Indeed, hundreds—perhaps even thousands—of technologies have begun as stories or movie props and then tiptoed into reality. In the original Star Trek TV series, the medical tricorder looked suspiciously like it was made out of a cassette player and a salt shaker, but it functioned in a mind-bending way that infected our fantasies: it could peer through the skin and deep into the body, scanning and sensing to come up with an accurate diagnosis. Star Trek’s creator, Gene Roddenberry, in an effort to inspire real-world engineers, reportedly inserted a clause in his contract with Desilu/Paramount that would let anyone who created a hand-held, computerized diagnostic tool call it a “tricorder.” He intended his Star Trek gizmo to act as a kind of prototype, and indeed it did. A number of companies are now racing to create real-life versions of the machine.
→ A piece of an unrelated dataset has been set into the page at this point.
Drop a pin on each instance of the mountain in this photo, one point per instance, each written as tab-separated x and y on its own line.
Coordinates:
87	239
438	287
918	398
We’re used to the idea that a science-fiction story can predict or help create a demand for a new technology. But less discussed is this: inventors often do the same kind of imaginary work. Brian David Johnson, the futurist at Intel Corporation, advocates for experimenting with written narratives, films, and cartoons to envision new possibilities—a technique he calls “science-fiction prototyping.” We can “use these fictions to get our minds around what that thing might one day be,” he wrote.
As we saw in the previous chapters, Silicon Valley embraced the idea that the engineers in polyester shirts and pocket protectors could double as dreamy soothsayers. As computer chips, and Moore’s Law, spread into many other industries, so too did science-fiction thinking.